What's new The Food and Drug Administration gave post-menopausal women a new option for treating osteoporosis last week when it approved Menostar, a skin patch that delivers 14 micrograms of estrogen daily -- half the dose of other estrogen drugs. Each patch, to be sold here by Schering AG's American affiliate, Berlex, lasts a week.

Early promise In a two-year trial, Menostar increased bone density in the spine and hip as well as osteoporosis drugs like Evista (raloxifene) and Fosamax (alendronate). "Giving a tiny amount . . . gives these thirsty bone cells the small drink [of estrogren] that they need," said Steven Cummings, a Menostar investigator and estrogen and osteoporosis expert at San Francisco's California Pacific Research Institute. Menostar has not been shown to reduce fractures, though estrogen is known to do so, said Isaac Schiff, chief of obstetrics and gynecology at Massachusetts General Hospital and head of the American College of Obstetricians and Gynecologists' hormone therapy task force.

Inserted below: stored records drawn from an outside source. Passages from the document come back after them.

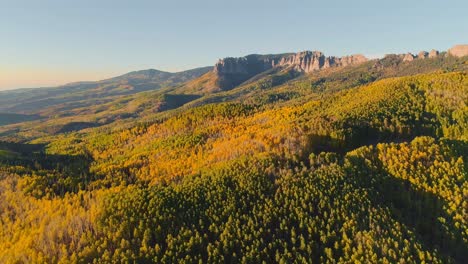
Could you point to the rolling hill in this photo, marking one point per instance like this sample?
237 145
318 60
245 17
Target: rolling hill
287 158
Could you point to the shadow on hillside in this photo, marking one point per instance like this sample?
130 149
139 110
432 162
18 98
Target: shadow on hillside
56 173
421 211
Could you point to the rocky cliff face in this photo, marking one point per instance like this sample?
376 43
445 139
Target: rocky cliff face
234 71
458 50
421 55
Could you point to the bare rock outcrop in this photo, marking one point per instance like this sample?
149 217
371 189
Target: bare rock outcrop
458 50
433 53
408 57
233 71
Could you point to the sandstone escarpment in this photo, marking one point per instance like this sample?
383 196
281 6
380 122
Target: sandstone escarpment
234 71
458 50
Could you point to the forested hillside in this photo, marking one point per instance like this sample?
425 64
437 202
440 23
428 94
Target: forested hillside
360 164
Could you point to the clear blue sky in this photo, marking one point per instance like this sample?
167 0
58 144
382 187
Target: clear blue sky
50 42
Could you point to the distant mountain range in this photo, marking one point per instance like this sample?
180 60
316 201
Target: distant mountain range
141 93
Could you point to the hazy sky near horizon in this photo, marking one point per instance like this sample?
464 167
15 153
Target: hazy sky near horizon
52 42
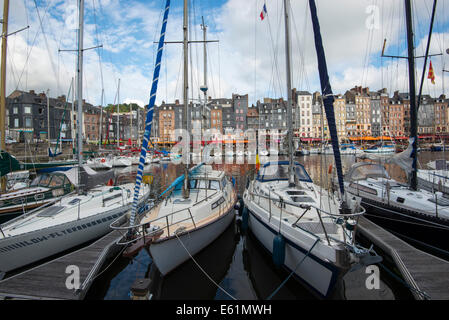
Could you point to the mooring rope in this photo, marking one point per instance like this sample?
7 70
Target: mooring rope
202 270
293 271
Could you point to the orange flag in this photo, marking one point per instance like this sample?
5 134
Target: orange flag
431 75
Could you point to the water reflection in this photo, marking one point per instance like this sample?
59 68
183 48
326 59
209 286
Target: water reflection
238 263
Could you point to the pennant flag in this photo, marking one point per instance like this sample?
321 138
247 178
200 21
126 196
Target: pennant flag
263 13
431 75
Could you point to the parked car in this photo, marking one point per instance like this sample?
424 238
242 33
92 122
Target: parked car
10 140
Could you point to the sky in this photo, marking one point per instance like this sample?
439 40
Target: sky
248 59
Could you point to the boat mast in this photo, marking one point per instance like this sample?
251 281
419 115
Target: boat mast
48 120
3 84
3 75
204 87
118 114
72 122
291 176
101 117
413 111
79 93
185 188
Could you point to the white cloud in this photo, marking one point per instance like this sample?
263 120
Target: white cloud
246 49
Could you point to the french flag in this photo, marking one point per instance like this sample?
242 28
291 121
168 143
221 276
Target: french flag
263 13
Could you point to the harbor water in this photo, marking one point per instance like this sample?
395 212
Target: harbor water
236 262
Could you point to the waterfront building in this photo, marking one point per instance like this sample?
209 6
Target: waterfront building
441 116
376 114
340 116
304 106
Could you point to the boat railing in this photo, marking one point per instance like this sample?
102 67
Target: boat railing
306 207
143 231
28 213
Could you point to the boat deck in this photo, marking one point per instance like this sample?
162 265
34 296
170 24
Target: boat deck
422 271
48 281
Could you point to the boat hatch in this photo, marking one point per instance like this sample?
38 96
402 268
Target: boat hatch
317 228
74 201
365 170
50 211
441 201
360 187
400 200
273 171
295 193
180 201
302 199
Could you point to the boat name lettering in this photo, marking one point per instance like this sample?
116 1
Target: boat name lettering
53 235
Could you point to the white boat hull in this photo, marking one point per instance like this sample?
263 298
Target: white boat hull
23 249
319 275
121 162
99 164
169 253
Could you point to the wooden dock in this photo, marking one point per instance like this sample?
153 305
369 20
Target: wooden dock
422 271
48 281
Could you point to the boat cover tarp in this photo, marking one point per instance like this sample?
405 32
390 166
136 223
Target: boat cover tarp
8 163
403 159
89 178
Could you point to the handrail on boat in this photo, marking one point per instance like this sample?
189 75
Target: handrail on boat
144 232
308 206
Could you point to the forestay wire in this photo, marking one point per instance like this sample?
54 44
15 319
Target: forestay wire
149 118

Benefits The patch offers two advantages over other estrogen drugs: its estrogen used -- plant-based estradiol -- is chemically close to that made by the body, and the skin delivery is more efficient. Pills first go through the liver, which absorbs some estrogen and puts out proteins that can lead to side effects like high blood pressure, said Judith Turgeon, an expert on steroid hormone action at the University of California, Davis.

Down the road Theoretically, estrogen's risks -- breast and uterine cancer and stroke -- should be lower with a lower dose, but long-term safety data aren't in yet, said Schiff. To protect against uterine cancer, Berlex recommends that Menostar users who still have a uterus take progestin for two weeks every six to 12 months. Menostar should be available (by prescription) later this summer and is expected to cost less than Evista or the daily formulation of Fosamax, both of which are now priced at about $70 for 30 tablets.